Ed Miliband and the ancient craft of memorization.

When Ed Miliband gave his leader’s speech to the Labour Party conference in Manchester last year, it caused quite a stir.  He spoke without the aid of notes or an autocue for 65 minutes.  A former adviser to Tony Blair called the speech ‘a spectacular performance, remarkable for the cogency and fluidity of delivery. Its real strength was authenticity and the raw, at times poignant, emotion’.  And the Conservative pundit Tim Montgomerie drew attention to the significance of the speech’s ‘off the cuff’ feel: ‘After today we know that Ed Miliband can deliver a speech without notes and with passion. David Cameron will testify to the fact that that counts. He largely won the Tory leadership on the back of a similarly delivered speech at the Tory conference of 2005′.

Ed Miliband delivers his keynote speech to delegates during the annual Labour Party conference in Manchester. Photograph: Dan Kitwood/Getty Images

There is something about a fluent (and yet authentic and heartfelt) speech delivered without written aids which impresses and affects us.  Of course, Miliband practised this speech with the aid of writing and he was open about doing so. This article in the Independent reveals that he divided the text into 11 sections and then memorized them systematically. The text was 5000 words long and meant to last 50 minutes but the live version ended up running to 6500 words. We are told that ‘every time he practised the speech it came out slightly differently’.

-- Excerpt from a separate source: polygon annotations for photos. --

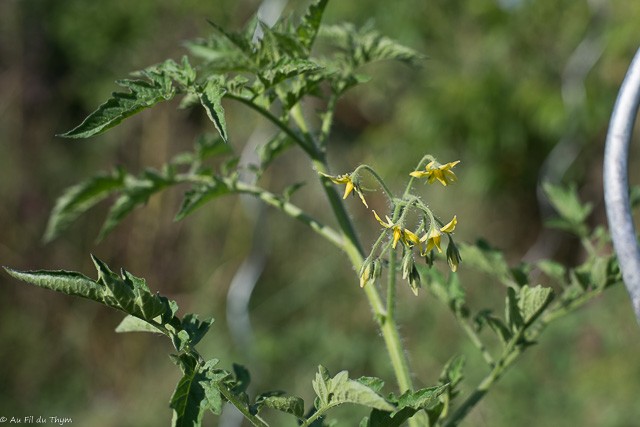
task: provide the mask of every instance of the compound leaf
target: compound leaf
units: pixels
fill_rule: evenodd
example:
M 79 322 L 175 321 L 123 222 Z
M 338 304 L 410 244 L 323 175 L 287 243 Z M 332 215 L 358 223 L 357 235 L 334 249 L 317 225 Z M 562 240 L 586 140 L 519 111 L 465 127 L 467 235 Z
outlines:
M 18 271 L 4 267 L 11 276 L 41 288 L 102 302 L 101 286 L 87 276 L 72 271 Z
M 312 3 L 302 17 L 302 21 L 298 25 L 298 28 L 296 28 L 298 40 L 307 49 L 307 51 L 311 50 L 311 46 L 316 39 L 316 35 L 320 28 L 320 22 L 322 22 L 322 15 L 327 7 L 327 3 L 328 0 L 318 0 Z
M 114 92 L 111 98 L 89 114 L 80 125 L 59 136 L 65 138 L 89 138 L 117 126 L 124 119 L 168 101 L 176 94 L 171 79 L 162 73 L 144 73 L 149 80 L 118 80 L 116 83 L 129 92 Z
M 43 240 L 50 242 L 58 237 L 81 214 L 122 188 L 122 170 L 111 174 L 98 174 L 65 190 L 51 212 Z
M 226 89 L 220 80 L 210 79 L 198 93 L 198 96 L 216 130 L 222 139 L 227 142 L 227 124 L 224 118 L 224 108 L 222 108 L 222 97 L 225 93 Z

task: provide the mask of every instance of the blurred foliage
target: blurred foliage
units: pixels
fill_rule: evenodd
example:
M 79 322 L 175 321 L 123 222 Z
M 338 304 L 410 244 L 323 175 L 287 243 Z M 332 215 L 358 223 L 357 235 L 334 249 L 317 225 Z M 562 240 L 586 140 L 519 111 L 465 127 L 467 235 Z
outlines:
M 291 3 L 289 11 L 300 10 L 302 2 Z M 354 376 L 375 371 L 391 378 L 386 359 L 375 357 L 382 345 L 360 290 L 352 286 L 353 272 L 324 243 L 307 244 L 315 237 L 301 226 L 269 211 L 260 220 L 268 256 L 252 298 L 254 335 L 249 345 L 233 340 L 224 321 L 225 300 L 250 252 L 255 221 L 255 209 L 242 199 L 223 199 L 175 225 L 179 194 L 166 193 L 100 244 L 93 239 L 101 213 L 81 220 L 64 238 L 38 244 L 62 189 L 88 171 L 114 164 L 133 169 L 161 164 L 190 146 L 190 136 L 207 119 L 175 113 L 169 105 L 131 119 L 98 137 L 99 143 L 53 135 L 95 109 L 115 89 L 113 80 L 128 70 L 168 56 L 178 59 L 181 40 L 208 31 L 205 18 L 240 28 L 258 6 L 228 0 L 0 2 L 0 261 L 23 269 L 82 268 L 89 274 L 88 261 L 79 263 L 93 252 L 110 264 L 126 265 L 181 307 L 216 317 L 202 351 L 246 362 L 256 388 L 268 384 L 309 393 L 320 363 L 332 372 L 348 367 Z M 460 158 L 464 169 L 452 188 L 458 202 L 451 207 L 465 224 L 460 239 L 486 237 L 516 261 L 555 256 L 577 263 L 584 256 L 575 241 L 540 233 L 545 206 L 538 208 L 536 183 L 540 173 L 552 181 L 576 180 L 594 203 L 592 221 L 604 222 L 602 146 L 619 83 L 640 45 L 640 3 L 332 2 L 325 19 L 373 19 L 382 33 L 429 57 L 418 71 L 398 65 L 368 70 L 372 82 L 339 106 L 332 142 L 340 147 L 337 172 L 366 162 L 386 176 L 402 175 L 425 151 Z M 242 107 L 225 108 L 236 141 L 264 126 L 253 114 L 237 116 Z M 309 171 L 292 166 L 295 156 L 278 160 L 280 174 L 309 178 Z M 283 181 L 278 173 L 268 179 L 275 185 Z M 312 205 L 315 193 L 307 194 L 304 201 Z M 240 219 L 229 224 L 232 213 Z M 376 229 L 364 213 L 354 202 L 357 224 Z M 302 244 L 307 250 L 298 250 Z M 291 255 L 273 255 L 282 252 Z M 166 422 L 169 410 L 158 396 L 168 400 L 177 373 L 154 352 L 164 353 L 166 343 L 152 336 L 116 336 L 119 316 L 90 303 L 44 294 L 6 276 L 0 282 L 0 415 L 68 416 L 78 425 L 98 427 Z M 495 291 L 479 281 L 475 292 Z M 413 360 L 417 377 L 435 382 L 452 349 L 466 350 L 460 348 L 461 333 L 450 315 L 424 296 L 403 298 L 399 321 L 410 353 L 419 355 Z M 630 381 L 640 373 L 638 335 L 623 289 L 609 292 L 555 325 L 468 424 L 530 425 L 535 414 L 536 425 L 633 425 L 640 416 L 640 384 Z M 473 371 L 480 363 L 470 359 L 472 379 L 481 377 Z M 274 373 L 284 371 L 290 373 L 288 383 L 278 384 Z M 166 384 L 156 378 L 166 378 Z

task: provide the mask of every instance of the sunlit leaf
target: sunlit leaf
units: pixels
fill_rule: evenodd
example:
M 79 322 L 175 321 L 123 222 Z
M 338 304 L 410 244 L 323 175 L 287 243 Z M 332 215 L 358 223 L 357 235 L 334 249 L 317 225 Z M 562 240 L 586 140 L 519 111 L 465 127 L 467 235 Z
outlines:
M 165 74 L 147 73 L 150 80 L 118 80 L 129 92 L 114 92 L 111 98 L 91 113 L 80 125 L 59 136 L 89 138 L 118 125 L 124 119 L 168 101 L 176 94 L 171 79 Z

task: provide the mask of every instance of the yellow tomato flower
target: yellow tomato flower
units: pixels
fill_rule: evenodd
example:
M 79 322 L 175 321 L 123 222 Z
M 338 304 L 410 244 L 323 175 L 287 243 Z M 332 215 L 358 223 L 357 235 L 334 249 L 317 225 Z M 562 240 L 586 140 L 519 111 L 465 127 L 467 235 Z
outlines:
M 378 220 L 378 222 L 384 228 L 390 228 L 390 229 L 393 230 L 393 244 L 391 245 L 393 247 L 393 249 L 395 249 L 396 246 L 398 245 L 398 241 L 402 241 L 402 243 L 407 245 L 407 246 L 413 246 L 413 245 L 420 244 L 420 238 L 414 232 L 394 224 L 391 221 L 391 218 L 389 218 L 386 215 L 385 215 L 385 219 L 387 220 L 387 222 L 384 222 L 382 219 L 380 219 L 380 217 L 378 216 L 376 211 L 373 211 L 373 214 L 375 215 L 375 217 Z
M 331 176 L 322 172 L 320 172 L 320 174 L 322 176 L 326 176 L 327 178 L 329 178 L 334 184 L 344 184 L 344 195 L 342 196 L 343 199 L 346 199 L 349 196 L 349 194 L 351 194 L 351 192 L 355 190 L 356 193 L 358 194 L 358 197 L 360 197 L 362 204 L 365 205 L 365 207 L 367 208 L 369 207 L 369 205 L 367 204 L 367 201 L 364 198 L 364 193 L 362 192 L 360 185 L 358 185 L 352 179 L 351 175 L 345 174 L 345 175 Z
M 431 227 L 428 234 L 422 236 L 420 239 L 421 242 L 427 242 L 427 248 L 425 250 L 425 254 L 429 253 L 433 248 L 436 248 L 438 252 L 442 253 L 442 248 L 440 247 L 440 242 L 442 240 L 442 233 L 451 233 L 456 228 L 456 224 L 458 224 L 458 217 L 454 215 L 453 219 L 449 221 L 445 226 L 441 228 Z M 424 255 L 424 254 L 423 254 Z
M 438 180 L 442 185 L 446 187 L 450 182 L 455 182 L 458 179 L 458 177 L 456 177 L 456 174 L 451 171 L 451 169 L 458 163 L 460 163 L 460 160 L 441 165 L 440 163 L 433 160 L 429 162 L 427 166 L 425 166 L 424 171 L 413 171 L 409 175 L 414 178 L 427 177 L 427 182 L 429 184 L 433 184 L 436 180 Z
M 451 271 L 455 273 L 456 270 L 458 270 L 460 261 L 462 261 L 462 257 L 460 256 L 458 248 L 453 243 L 453 240 L 449 240 L 449 246 L 447 246 L 447 262 L 449 263 Z

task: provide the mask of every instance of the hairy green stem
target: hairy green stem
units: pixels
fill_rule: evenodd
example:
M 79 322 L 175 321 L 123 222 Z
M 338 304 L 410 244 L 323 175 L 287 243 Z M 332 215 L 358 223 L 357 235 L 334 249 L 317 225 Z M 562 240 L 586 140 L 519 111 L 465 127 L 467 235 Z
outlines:
M 264 116 L 267 120 L 271 121 L 275 126 L 277 126 L 280 130 L 282 130 L 285 134 L 287 134 L 290 138 L 292 138 L 304 151 L 307 153 L 311 159 L 312 165 L 314 169 L 320 174 L 329 175 L 329 169 L 327 167 L 326 158 L 324 155 L 324 150 L 318 149 L 317 145 L 309 139 L 308 132 L 305 132 L 306 138 L 300 137 L 294 130 L 287 124 L 280 120 L 278 117 L 271 114 L 267 109 L 254 104 L 248 99 L 245 99 L 240 96 L 227 94 L 227 97 L 231 99 L 235 99 L 250 108 L 254 109 L 262 116 Z M 299 108 L 299 107 L 298 107 Z M 335 100 L 330 103 L 330 108 L 326 112 L 322 123 L 321 135 L 322 138 L 320 144 L 325 143 L 325 139 L 329 134 L 329 130 L 331 128 L 331 122 L 333 118 L 333 110 L 335 108 Z M 303 121 L 299 126 L 302 126 L 301 129 L 304 132 L 306 128 L 306 124 L 304 123 L 304 118 L 300 115 L 295 115 L 294 120 Z M 332 211 L 334 212 L 334 216 L 338 221 L 338 225 L 340 231 L 342 233 L 342 242 L 341 249 L 347 254 L 349 257 L 353 268 L 356 271 L 360 271 L 362 263 L 364 261 L 364 251 L 356 234 L 356 231 L 349 219 L 349 215 L 346 211 L 343 200 L 340 195 L 336 192 L 335 187 L 330 179 L 325 176 L 320 176 L 320 181 L 322 184 L 322 188 L 327 196 L 329 204 L 331 206 Z M 263 194 L 263 193 L 261 193 Z M 261 198 L 265 196 L 259 196 Z M 263 200 L 267 203 L 270 203 L 276 207 L 281 208 L 280 200 L 277 203 L 271 203 L 272 198 L 266 197 Z M 291 209 L 289 209 L 291 211 Z M 295 211 L 295 209 L 294 209 Z M 288 213 L 288 212 L 287 212 Z M 295 218 L 301 219 L 305 218 L 300 215 L 292 215 Z M 308 225 L 311 225 L 311 222 L 307 221 Z M 319 230 L 320 228 L 318 228 Z M 316 230 L 317 231 L 317 230 Z M 329 238 L 327 233 L 320 233 L 322 236 Z M 330 239 L 333 243 L 337 243 L 334 236 L 331 236 Z M 373 315 L 375 320 L 377 321 L 380 332 L 384 339 L 387 352 L 389 354 L 389 359 L 391 361 L 391 365 L 394 370 L 394 374 L 396 377 L 396 381 L 398 383 L 398 387 L 401 392 L 405 392 L 407 390 L 413 389 L 413 384 L 411 381 L 411 375 L 409 370 L 409 363 L 405 356 L 404 349 L 402 347 L 402 341 L 400 339 L 400 333 L 398 332 L 397 325 L 395 320 L 388 316 L 385 305 L 380 297 L 380 293 L 378 289 L 373 284 L 365 285 L 364 292 L 373 311 Z M 410 425 L 412 427 L 418 427 L 419 424 L 416 424 L 416 421 L 410 420 Z
M 478 334 L 476 334 L 476 331 L 474 331 L 471 325 L 469 325 L 469 323 L 467 322 L 467 319 L 464 318 L 457 311 L 455 312 L 455 315 L 458 318 L 458 323 L 462 327 L 462 330 L 467 334 L 467 337 L 473 343 L 473 345 L 478 349 L 478 351 L 480 351 L 480 354 L 482 354 L 482 357 L 484 361 L 487 362 L 487 365 L 491 367 L 495 366 L 495 361 L 493 360 L 491 353 L 489 353 L 489 351 L 487 350 L 487 347 L 485 347 L 484 343 L 482 342 Z
M 247 105 L 248 107 L 252 108 L 256 112 L 260 113 L 264 118 L 266 118 L 271 123 L 276 125 L 276 127 L 278 127 L 281 131 L 287 134 L 287 136 L 289 136 L 293 141 L 295 141 L 295 143 L 298 144 L 300 148 L 302 148 L 304 152 L 307 153 L 310 157 L 313 158 L 318 155 L 317 153 L 318 150 L 313 144 L 310 143 L 310 141 L 308 141 L 305 138 L 301 138 L 300 135 L 298 135 L 293 131 L 293 129 L 291 129 L 291 127 L 289 127 L 286 123 L 284 123 L 278 117 L 273 115 L 269 110 L 251 102 L 251 100 L 249 99 L 243 98 L 238 95 L 227 94 L 226 97 L 234 99 L 238 102 L 241 102 L 242 104 Z
M 316 171 L 329 174 L 326 167 L 326 163 L 323 159 L 316 158 L 313 160 L 313 165 Z M 364 261 L 364 252 L 358 241 L 358 237 L 353 228 L 353 224 L 349 219 L 349 215 L 345 209 L 344 203 L 340 198 L 340 195 L 336 192 L 331 180 L 320 177 L 322 181 L 322 187 L 329 200 L 329 204 L 338 220 L 340 229 L 342 230 L 344 237 L 343 250 L 351 260 L 356 271 L 360 271 L 362 262 Z M 387 353 L 393 367 L 393 371 L 398 383 L 398 387 L 401 392 L 413 389 L 413 383 L 411 381 L 411 375 L 409 371 L 409 362 L 404 354 L 402 347 L 402 341 L 400 339 L 400 333 L 398 332 L 395 320 L 390 318 L 385 305 L 382 302 L 378 289 L 372 284 L 368 283 L 364 287 L 365 295 L 369 301 L 369 305 L 373 311 L 374 318 L 378 322 L 380 332 L 387 347 Z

By throwing away their lecterns and auto-cues, modern politicians are in many ways returning to the traditions of ancient Greek and Roman oratory.  In antiquity, there was an expectation that an orator would speak without notes in law-courts and assemblies.  This is why, by the early first century BC,  ‘memory’ (mnēmē in Greek, memoria in Latin) becomes one of the five basic divisions of tasks within the orator’s craft as outlined in rhetorical handbooks and homilies (Cicero On Invention 1.9, The Rhetoric to Herennius 1.3, Quintillian Institutes of Oratory 3.3.1).

The anonymous handbook Rhetoric to Herennius contains the earliest systematic treatment of how an orator should go about memorizing his speech, although he refers somewhat disparagingly to earlier Greek treatments of the topic now lost to us (3.16.28-24.20).  The author of this treatise recommends that the orator develop an ‘artificial memory’ by creating a series of  images of ‘backgrounds’ (loci) for himself: for example a house or an archway.  These are memorized in a fixed order.  Then, the orator places images representing phrases, events and arguments he needs to memorize against the backgrounds.  In this way, the speaker ends up with a system of mental visualization and recall which allows him to memorize the order and content of his speech.

Interestingly, this system also seems to envisage law-court situations where the orator needs to respond, ‘on the spot’ and ‘off the cuff’, to the evidence and arguments put by the other side.  If the prosecution alleges that there are many witnesses to the defendant’s act of poisoning, the defence speaker remembers that he must respond to this point by visualizing an image of the victim which includes ram’s testicles! (3.20.33).  This is because the Latin word for testicles (testiculi) is close to the word for witnesses (testes).

We cannot be sure how far great politicians and advocates like Demosthenes and Cicero used these recommended mnemonic systems or found techniques of their own.  One question which scholars still wrestle with is the nature of the relationship between the surviving texts of these ancient orators’ speeches – some of which are extremely long and detailed – and what they actually said on the occasion of their delivery. There is some evidence that Athenian law-court speeches were revised and expanded before publication and after the event in order to impress potential clients or to carry on politically-charged disputes beyond the realm of the public courts.

But the question remains as to whether Demosthenes wrote out and polished all of his more  gargantuan law-court speeches (for example, On the Crown) and learned them off by heart or whether the texts we have represent a different process of re-composition in writing after a live performance of what was largely a feat of mental and oral rehearsal using some kind of mnemonic system.   The fact that Demosthenes wrote speeches for clients and was often attacked by opponents for being a ‘sophist’ and ‘logographer’ (speech-writer for hire)  might suggest that he used the former method.  But either method makes Miliband and Cameron’s feats of oratorical memory look like small beer by comparison: the live version of On The Crown would have taken at least two hours to deliver – maybe considerably longer.  And that was just one among many legal and political speeches which would have been delivered by him in any single year.